Jurek Wybraniec, Yellow 5, 2017, laser etched acrylic, paint filled text, synthetic polymer and urethane paint, 160 x 120 x 2.8cm
Jurek Wybraniec, Yellow 5, 2017, laser etched acrylic, paint filled text, synthetic polymer and urethane paint, 160 x 120 x 2.8cm

This much-anticipated exhibition extends the artist's interest in the aesthetics of popular culture. It is part of an ongoing series that references cinema and its proxy to the everyday and the interaction between our aural and visual perceptions.

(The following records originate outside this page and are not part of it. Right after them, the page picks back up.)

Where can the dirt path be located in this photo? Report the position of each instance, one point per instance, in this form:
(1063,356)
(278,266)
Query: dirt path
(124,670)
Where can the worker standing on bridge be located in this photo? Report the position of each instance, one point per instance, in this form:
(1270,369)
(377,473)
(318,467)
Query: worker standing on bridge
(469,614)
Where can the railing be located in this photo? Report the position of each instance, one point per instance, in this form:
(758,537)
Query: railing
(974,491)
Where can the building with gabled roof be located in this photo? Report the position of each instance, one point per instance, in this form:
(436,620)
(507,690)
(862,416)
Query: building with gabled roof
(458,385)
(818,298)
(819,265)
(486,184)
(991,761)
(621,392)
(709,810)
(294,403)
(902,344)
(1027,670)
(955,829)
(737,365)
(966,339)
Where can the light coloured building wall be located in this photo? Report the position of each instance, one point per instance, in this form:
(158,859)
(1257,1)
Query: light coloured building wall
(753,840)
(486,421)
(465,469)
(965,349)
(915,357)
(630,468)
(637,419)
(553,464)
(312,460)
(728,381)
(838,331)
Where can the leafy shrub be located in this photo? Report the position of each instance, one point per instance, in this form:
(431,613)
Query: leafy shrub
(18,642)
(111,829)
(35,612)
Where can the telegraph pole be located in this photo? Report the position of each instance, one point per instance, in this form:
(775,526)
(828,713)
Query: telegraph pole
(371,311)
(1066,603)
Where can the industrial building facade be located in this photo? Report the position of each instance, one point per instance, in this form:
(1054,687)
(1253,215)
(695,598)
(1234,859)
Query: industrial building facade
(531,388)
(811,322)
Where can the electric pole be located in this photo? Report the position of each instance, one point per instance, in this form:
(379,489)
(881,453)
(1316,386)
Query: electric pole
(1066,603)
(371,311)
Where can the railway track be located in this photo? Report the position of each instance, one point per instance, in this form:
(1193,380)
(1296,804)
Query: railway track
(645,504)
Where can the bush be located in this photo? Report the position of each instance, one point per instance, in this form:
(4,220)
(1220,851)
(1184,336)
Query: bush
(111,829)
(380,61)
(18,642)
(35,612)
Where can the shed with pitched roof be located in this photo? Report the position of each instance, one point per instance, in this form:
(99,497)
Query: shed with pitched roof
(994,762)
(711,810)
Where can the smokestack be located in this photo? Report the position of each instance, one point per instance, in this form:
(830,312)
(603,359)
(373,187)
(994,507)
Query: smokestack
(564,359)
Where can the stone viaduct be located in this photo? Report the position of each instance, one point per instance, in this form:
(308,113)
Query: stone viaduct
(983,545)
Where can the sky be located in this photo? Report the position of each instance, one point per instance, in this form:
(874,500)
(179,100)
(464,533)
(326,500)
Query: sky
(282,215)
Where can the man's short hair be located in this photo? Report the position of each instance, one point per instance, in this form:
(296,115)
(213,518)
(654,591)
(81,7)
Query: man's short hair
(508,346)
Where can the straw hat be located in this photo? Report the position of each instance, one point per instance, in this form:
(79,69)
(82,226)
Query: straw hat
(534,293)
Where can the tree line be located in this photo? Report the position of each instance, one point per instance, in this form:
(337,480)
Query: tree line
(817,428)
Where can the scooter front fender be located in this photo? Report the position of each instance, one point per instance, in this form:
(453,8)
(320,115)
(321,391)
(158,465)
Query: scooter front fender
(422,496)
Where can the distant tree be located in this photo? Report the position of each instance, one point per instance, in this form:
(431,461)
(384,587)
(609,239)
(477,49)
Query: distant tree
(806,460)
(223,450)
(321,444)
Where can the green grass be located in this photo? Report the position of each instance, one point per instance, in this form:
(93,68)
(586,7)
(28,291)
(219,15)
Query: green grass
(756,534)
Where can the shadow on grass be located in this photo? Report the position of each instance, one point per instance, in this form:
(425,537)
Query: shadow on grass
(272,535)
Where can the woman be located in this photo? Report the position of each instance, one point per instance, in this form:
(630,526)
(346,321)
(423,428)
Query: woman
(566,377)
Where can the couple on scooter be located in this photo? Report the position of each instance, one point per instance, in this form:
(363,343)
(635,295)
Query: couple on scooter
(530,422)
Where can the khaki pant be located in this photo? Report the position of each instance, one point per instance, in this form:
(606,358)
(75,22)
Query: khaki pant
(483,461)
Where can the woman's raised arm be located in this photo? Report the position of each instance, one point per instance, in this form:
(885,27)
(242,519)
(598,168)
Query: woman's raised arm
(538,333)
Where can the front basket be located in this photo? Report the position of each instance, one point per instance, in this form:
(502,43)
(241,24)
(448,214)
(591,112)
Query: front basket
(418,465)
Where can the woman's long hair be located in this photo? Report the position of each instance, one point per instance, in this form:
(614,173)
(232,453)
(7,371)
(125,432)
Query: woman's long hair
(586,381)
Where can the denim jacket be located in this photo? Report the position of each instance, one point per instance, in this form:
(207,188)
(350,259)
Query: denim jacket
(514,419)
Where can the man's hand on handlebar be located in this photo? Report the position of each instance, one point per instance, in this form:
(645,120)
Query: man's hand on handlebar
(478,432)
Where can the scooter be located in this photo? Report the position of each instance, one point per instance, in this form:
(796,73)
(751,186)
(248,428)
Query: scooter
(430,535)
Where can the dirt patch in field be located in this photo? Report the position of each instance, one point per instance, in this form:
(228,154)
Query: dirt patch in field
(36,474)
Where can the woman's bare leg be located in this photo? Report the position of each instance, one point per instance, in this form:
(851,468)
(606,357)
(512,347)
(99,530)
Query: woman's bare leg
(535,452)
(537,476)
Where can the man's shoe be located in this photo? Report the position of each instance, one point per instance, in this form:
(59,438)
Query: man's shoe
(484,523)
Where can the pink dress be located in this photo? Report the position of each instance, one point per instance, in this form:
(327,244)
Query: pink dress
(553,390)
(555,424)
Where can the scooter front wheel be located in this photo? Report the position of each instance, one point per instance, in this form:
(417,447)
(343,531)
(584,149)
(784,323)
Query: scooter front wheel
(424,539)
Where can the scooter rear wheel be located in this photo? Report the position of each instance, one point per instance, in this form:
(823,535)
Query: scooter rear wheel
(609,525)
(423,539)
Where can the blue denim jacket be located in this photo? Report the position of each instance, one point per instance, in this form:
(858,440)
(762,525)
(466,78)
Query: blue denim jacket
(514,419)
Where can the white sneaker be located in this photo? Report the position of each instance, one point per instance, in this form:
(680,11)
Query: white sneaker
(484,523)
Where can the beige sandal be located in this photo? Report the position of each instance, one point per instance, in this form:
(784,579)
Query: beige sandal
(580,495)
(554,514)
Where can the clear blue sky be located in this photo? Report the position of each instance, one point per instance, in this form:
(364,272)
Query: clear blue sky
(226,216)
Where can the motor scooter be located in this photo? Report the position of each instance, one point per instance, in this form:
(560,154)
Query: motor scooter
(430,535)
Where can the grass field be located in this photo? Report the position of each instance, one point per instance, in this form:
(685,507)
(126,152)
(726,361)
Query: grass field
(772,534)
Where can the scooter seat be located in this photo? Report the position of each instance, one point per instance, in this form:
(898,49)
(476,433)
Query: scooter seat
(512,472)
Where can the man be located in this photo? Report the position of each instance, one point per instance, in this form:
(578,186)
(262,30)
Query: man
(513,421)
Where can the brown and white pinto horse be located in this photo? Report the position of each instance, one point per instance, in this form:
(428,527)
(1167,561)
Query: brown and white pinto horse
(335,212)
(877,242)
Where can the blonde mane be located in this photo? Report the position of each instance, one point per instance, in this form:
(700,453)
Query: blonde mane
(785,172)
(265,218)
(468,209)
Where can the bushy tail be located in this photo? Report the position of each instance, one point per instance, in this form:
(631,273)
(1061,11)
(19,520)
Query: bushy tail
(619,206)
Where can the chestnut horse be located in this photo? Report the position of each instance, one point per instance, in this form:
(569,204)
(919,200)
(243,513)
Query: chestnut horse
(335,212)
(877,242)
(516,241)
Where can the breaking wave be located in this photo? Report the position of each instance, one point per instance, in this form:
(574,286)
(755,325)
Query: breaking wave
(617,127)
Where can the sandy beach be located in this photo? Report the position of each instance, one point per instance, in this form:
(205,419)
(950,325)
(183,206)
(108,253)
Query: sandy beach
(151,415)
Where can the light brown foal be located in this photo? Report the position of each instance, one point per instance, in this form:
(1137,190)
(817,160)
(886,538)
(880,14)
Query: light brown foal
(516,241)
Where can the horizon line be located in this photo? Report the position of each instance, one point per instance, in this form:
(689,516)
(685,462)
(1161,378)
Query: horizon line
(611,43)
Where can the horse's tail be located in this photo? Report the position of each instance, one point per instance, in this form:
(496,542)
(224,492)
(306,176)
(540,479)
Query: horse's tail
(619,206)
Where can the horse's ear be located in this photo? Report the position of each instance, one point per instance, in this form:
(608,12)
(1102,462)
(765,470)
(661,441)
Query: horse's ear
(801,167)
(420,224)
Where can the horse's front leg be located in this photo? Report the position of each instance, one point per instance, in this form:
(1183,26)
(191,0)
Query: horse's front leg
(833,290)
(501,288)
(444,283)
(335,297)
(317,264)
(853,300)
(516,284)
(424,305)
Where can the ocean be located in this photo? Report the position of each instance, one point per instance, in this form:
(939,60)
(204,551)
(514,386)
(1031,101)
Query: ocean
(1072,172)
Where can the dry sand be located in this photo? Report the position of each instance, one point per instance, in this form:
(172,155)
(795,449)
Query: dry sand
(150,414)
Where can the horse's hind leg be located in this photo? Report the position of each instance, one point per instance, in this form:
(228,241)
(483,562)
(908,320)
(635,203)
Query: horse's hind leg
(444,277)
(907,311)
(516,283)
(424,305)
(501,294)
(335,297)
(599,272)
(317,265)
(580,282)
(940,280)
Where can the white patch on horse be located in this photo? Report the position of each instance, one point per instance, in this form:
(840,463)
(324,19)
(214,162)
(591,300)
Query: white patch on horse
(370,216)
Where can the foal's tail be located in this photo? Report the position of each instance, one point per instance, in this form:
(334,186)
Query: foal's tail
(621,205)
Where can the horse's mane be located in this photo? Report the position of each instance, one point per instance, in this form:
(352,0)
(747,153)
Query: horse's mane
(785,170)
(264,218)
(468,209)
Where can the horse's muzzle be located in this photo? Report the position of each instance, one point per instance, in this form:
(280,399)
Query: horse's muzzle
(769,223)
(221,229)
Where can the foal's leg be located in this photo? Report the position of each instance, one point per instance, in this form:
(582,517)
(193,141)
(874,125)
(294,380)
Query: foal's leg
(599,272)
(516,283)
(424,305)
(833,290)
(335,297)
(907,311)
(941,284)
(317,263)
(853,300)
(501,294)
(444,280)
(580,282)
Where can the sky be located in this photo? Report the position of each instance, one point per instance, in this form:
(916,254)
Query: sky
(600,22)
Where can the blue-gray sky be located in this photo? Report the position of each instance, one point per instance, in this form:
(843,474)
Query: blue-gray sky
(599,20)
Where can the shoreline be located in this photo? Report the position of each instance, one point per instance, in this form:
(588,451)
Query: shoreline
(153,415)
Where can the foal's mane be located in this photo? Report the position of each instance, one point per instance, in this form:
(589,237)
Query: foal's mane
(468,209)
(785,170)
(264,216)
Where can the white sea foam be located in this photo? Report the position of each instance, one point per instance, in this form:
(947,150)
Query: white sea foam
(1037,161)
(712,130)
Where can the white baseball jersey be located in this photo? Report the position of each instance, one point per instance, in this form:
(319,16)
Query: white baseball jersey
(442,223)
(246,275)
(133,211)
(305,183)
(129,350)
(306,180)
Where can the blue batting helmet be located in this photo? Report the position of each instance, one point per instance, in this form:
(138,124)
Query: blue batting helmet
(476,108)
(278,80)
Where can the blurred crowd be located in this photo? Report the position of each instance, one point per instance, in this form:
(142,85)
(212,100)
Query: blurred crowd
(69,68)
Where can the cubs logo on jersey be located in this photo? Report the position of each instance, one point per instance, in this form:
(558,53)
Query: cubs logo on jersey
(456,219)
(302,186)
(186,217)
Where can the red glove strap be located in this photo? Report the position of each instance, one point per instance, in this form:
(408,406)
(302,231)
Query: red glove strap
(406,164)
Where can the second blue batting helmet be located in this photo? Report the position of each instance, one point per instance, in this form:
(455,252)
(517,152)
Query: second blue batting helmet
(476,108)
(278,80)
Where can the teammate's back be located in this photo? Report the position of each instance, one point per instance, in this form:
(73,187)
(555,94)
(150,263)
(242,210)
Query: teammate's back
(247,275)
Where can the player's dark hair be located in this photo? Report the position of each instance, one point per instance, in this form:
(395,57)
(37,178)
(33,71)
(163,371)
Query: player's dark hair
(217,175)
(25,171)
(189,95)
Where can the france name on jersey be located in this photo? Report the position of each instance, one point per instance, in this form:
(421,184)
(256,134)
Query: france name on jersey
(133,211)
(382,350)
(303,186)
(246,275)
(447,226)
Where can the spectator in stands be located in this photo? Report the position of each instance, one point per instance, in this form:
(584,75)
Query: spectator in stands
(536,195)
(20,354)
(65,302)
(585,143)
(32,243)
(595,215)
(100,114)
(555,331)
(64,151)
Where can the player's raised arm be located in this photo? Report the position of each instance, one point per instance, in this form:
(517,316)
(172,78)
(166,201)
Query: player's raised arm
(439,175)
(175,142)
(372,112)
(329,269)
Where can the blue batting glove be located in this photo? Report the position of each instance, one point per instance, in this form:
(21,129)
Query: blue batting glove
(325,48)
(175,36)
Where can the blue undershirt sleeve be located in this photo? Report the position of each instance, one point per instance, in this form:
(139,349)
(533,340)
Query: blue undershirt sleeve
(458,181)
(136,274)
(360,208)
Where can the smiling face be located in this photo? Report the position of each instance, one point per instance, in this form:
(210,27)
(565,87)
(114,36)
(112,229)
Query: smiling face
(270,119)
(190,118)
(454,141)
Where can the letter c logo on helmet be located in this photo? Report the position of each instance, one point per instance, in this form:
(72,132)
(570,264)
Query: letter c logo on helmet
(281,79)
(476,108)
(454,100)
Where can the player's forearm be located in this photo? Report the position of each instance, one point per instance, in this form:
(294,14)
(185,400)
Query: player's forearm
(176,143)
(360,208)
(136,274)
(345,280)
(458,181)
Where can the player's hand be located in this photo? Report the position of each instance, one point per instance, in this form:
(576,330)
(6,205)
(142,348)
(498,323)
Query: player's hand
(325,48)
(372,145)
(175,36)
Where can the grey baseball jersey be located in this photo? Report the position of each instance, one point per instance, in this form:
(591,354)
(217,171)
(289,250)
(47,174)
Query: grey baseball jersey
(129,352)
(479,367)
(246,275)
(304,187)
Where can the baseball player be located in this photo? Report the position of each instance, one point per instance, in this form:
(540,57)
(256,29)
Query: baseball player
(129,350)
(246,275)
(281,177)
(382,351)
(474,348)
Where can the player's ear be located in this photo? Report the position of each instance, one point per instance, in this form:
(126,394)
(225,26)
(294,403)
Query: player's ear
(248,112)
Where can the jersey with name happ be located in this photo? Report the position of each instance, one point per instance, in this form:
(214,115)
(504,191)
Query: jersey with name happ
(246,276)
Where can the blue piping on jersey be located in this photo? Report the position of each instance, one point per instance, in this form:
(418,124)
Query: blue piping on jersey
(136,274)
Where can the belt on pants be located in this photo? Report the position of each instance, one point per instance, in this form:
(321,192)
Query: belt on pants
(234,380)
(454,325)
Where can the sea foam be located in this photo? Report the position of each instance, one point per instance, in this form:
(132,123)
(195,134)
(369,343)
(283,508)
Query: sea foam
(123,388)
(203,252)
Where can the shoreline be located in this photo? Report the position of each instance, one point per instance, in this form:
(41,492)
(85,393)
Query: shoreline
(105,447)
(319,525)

Jurek Wybraniec has been a major contributor to exhibitions, commissions and academia since the 1980s. The Art Gallery of Western Australia exhibited his work in WA Focus in 2016, alongside fellow artists Alex Spremberg and Trevor Richards. He was the recipient of the 2015 Bankwest Art Prize and the 2016 Albany Art Prize, which includes a month-long residency in Albany this April.

Jurek Wybraniec March 2017

This work is the outcome of my investigation into the game played/what happens/when objects and implied sounds are mixed up? How do they produce odd or amusing situations/engagements?

Establishing Shots is a series of postcards presented in a cinemascope format (2.35:1). Postcards were chosen on the basis of the commonplaceness of the image and contained/extended by cloth tape and mounted on ink washed paper. The captions are taken from random films including Pulp Fiction and Ripley’s Game.

Clear Black #1 to #4 is a group of occasional tables and stools layered with house paint placed on boxes made from recycled form ply; resting on top are planes of reflective black acrylic and clear acrylic bars embedded with closed captions taken from the film, The Others.

In his book Reading Sounds, Sean Zdenek (2015, 2), writes; “Reading Sound develops a rhetorical sensitivity to the interaction among sounds, captions, contexts, constraints, writers and readers”; a description that resonates with my investigation of the relationships between closed captions, objects, materials and spatial interventions.

Zdenek, S. (2015). Reading sounds, closed-captioned media and popular culture. Chicago: The University of Chicago Press.